I found the reason. The documentation states that

When one process no longer needs access to a shared memory block that might still be needed by other processes, the close() method should be called

I've found this bug report related to this issue https://bugs.python.org/issue39959#msg368770

I've tested it in my process by adding unregister( shared_memory_name, 'shared_memory') in the consuming process, it works fine.

0
ShadowRanger On

Here's what's happening, why, and how, and why the solution you found "works".

Shared memory can, on some operating systems, persist indefinitely if not explicitly unlinked, even if no running process is using it. This is a nasty resource leak that doesn't get cleaned up until the machine is rebooted. In C, that's on the programmer; if you didn't want it leaked, you should have been more careful. In Python, this violates general expectations (even if the programmer fails to do proper cleanup, Python will do it for you, emitting a ResourceWarning to the few developers who enable all warnings), so they didn't want to leave a potential leak scenario like this in there.

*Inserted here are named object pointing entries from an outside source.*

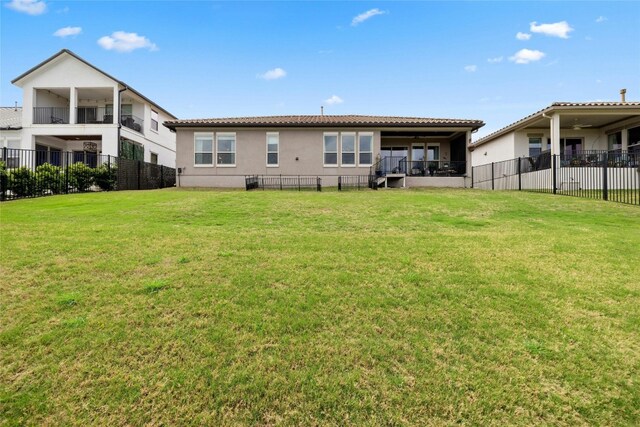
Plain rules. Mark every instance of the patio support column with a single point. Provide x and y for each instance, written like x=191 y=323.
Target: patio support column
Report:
x=73 y=103
x=625 y=139
x=555 y=134
x=467 y=154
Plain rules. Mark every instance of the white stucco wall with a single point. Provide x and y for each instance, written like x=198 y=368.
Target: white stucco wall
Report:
x=67 y=72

The solution to it is (on POSIX systems) a resource tracker process (from the undocumented multiprocessing.resource_tracker module) that is used automatically for any interprocess shared resources (right now, just shared memory and named semaphores). The resource tracker process launches separately, with a pipe opened from and written to in the parent, passed to the tracker, which the parent process (and its other children) write to when they want to register a resource for eventual cleanup.

The tracker process intentionally outlives the parent, constantly reading lines written from the parent process to register/unregister resources for cleanup. When all other processes holding the write pipe have closed though, its loop naturally terminates, and any remaining objects registered for cleanup are cleaned automatically, then the resource tracker itself exits.

What this means is:

  1. If you don't unlink the shared memory yourself, the resource tracker will shortly after you, and all your child processes (that did not intentionally close the pipe to the resource tracker), have exited.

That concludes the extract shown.